The aging rabbit heart as a model for cardiac aging

Objective To characterize of the effect of aging on His‐Purkinje and ventricular conduction. Methods Old (4 – 5.5 years) and young (5 – 8 months) female NZW rabbits were subjected to transvenous catheter‐based in vivo electrophysiological (EP) and hemodynamic studies. Mason Trichrome staining was used to evaluate differences in fibrosis. Results Among the old cohort we observed a cumulative incidence of sudden death (SD) of 5%. EP studies revealed significantly prolonged QRS complexes (old: 64.8ms ± 3.7 vs. young: 49.8ms ± 0.3, p=0.002) and prolonged His‐to‐Ventricle intervals in old rabbits (old: 31.9ms ± 1 vs. young: 23ms ± 1, p<0.0001), indicating a slowed conduction through the His‐ Purkinje.
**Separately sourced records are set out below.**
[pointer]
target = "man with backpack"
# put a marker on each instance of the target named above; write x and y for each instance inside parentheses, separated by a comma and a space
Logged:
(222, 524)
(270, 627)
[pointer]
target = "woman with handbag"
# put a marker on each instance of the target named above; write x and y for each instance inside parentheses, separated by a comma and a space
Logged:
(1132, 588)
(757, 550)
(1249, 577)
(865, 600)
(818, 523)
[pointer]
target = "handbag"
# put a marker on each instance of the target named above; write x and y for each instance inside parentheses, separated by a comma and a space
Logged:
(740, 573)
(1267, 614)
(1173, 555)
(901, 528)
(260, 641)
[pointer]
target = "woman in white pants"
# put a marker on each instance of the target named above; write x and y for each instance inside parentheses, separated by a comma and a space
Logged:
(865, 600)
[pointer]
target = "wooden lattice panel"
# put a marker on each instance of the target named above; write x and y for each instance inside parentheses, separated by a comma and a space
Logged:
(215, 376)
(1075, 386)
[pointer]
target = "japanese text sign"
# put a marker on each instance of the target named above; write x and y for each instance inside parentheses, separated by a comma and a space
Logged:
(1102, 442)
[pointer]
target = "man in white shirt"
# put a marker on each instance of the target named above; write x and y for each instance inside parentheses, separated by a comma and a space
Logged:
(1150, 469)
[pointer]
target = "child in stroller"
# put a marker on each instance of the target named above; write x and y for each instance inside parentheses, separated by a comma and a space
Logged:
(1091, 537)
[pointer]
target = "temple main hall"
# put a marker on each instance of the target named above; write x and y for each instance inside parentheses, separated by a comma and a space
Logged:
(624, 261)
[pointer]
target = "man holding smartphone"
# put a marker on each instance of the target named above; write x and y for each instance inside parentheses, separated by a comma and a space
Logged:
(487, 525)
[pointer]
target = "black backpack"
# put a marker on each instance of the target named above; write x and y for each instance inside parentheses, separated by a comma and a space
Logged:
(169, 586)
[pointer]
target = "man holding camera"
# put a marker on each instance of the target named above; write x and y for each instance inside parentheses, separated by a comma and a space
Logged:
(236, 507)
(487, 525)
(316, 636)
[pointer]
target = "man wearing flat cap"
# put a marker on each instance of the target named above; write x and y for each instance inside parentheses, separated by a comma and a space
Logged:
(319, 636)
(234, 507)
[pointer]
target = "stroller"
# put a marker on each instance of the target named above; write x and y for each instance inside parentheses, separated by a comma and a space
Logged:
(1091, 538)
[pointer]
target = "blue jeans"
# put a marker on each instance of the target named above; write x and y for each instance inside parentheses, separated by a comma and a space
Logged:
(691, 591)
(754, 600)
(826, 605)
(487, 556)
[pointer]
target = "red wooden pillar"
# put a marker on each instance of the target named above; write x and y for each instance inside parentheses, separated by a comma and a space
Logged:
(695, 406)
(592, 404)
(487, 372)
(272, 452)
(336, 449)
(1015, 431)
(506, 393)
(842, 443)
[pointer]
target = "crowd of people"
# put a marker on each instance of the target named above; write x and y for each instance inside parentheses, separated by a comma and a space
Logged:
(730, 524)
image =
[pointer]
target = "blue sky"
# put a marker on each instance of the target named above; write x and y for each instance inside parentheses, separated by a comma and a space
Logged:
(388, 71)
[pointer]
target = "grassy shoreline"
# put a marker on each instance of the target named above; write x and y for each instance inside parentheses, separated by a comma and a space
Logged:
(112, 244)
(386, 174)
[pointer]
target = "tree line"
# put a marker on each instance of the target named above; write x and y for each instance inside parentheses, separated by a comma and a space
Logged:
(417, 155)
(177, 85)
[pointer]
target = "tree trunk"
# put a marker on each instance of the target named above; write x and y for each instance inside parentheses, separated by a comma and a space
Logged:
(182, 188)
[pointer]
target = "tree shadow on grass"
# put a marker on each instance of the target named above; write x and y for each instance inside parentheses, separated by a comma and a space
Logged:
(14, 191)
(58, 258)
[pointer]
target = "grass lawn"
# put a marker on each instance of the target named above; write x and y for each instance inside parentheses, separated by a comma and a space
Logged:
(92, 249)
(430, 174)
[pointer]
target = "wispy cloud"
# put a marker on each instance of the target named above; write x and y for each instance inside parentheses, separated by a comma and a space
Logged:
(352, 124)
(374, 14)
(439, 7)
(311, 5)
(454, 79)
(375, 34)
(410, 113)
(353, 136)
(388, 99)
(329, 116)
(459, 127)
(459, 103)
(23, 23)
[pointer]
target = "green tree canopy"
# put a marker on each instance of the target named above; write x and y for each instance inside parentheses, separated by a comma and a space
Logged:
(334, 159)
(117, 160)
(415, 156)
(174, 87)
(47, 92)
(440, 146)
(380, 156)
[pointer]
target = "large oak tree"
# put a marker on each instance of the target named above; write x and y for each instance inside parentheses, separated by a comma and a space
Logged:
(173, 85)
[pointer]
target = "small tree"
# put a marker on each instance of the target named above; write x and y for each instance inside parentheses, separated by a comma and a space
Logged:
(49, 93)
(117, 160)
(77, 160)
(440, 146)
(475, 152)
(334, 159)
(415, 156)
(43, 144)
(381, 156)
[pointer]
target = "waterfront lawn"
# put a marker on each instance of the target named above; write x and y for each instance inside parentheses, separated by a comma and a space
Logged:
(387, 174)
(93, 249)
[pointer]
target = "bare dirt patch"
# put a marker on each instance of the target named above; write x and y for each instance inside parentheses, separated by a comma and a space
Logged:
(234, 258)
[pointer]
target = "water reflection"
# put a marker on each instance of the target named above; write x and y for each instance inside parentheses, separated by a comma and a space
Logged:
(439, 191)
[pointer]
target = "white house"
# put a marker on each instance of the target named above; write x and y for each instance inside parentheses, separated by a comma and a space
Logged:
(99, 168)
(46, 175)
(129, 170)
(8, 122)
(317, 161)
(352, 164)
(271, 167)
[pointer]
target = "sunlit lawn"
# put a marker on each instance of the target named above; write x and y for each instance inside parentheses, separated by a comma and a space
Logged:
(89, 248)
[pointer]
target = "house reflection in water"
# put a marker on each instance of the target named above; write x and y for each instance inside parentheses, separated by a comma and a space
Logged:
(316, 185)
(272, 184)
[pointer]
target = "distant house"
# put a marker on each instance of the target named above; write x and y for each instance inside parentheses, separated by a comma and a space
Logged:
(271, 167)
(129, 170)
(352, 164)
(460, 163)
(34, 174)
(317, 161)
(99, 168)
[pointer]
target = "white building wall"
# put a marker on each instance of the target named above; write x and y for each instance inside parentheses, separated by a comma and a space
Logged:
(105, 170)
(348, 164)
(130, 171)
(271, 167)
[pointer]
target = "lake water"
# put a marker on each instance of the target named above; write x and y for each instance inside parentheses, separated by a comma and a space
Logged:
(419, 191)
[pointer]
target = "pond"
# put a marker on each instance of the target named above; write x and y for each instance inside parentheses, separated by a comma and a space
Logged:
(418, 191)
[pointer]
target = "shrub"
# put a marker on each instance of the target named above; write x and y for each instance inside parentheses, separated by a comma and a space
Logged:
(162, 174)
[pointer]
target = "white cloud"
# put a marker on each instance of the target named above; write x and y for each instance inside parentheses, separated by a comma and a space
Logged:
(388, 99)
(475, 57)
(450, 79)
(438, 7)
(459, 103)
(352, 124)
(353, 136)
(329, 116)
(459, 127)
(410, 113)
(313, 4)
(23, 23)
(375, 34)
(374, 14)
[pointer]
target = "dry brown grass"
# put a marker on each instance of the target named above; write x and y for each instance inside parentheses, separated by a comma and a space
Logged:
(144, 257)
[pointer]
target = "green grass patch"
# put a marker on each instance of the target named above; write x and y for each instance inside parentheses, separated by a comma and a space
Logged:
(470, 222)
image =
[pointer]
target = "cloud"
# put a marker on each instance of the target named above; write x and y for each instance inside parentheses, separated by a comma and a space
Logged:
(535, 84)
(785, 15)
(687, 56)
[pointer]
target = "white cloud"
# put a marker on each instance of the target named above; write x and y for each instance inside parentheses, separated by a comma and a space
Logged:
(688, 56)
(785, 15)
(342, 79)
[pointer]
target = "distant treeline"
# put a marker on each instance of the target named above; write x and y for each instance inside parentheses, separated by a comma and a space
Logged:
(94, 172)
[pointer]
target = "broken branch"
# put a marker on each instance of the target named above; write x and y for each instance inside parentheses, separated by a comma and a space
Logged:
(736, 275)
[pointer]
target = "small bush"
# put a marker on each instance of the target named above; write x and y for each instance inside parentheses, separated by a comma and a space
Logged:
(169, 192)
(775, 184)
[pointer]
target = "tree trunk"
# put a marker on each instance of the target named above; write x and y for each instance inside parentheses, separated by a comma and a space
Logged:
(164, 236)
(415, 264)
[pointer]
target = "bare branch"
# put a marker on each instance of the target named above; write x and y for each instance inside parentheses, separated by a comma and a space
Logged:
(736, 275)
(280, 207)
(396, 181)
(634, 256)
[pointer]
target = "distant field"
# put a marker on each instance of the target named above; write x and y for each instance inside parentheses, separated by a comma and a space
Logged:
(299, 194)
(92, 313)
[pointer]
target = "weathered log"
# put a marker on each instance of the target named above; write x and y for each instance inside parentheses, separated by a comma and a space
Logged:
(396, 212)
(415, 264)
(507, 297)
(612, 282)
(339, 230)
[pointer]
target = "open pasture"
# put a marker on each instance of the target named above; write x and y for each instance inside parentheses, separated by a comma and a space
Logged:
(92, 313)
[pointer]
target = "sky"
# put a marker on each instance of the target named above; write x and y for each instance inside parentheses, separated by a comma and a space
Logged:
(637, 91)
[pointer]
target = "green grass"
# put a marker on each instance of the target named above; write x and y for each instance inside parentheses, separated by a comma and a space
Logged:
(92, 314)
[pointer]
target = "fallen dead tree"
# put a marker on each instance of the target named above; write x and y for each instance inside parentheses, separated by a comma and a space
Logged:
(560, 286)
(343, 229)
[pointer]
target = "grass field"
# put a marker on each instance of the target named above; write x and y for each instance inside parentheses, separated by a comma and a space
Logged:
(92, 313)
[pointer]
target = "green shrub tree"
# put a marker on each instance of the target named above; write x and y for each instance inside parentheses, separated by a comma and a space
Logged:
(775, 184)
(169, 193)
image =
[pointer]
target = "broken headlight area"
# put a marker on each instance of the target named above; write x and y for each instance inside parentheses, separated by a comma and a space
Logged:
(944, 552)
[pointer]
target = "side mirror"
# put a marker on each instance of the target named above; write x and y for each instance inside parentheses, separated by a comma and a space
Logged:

Also, older rabbit hearts were more easily VF‐inducible (7/8) than young hearts (3/12, p<0.05), indicating an underlying substrate for arrhythmias. Substantial slowing of conduction velocity (CV) was seen transverse to fiber orientation in old compared to young (0.2±0.03m/s vs 0.33± 0.07m/s; p<0.05). VF in old hearts demonstrated repetitive formation of lines of functional conduction block parallel to fiber orientation. Old hearts showed more pronounced fibrosis in the ventricle and the septum that appeared to infiltrate the myocardium from the epicardiaum towards the subepicardium. Conclusion Increase in anisotropic conduction due to fibrosis likely plays a key role in the pathogenesis of VF in old hearts.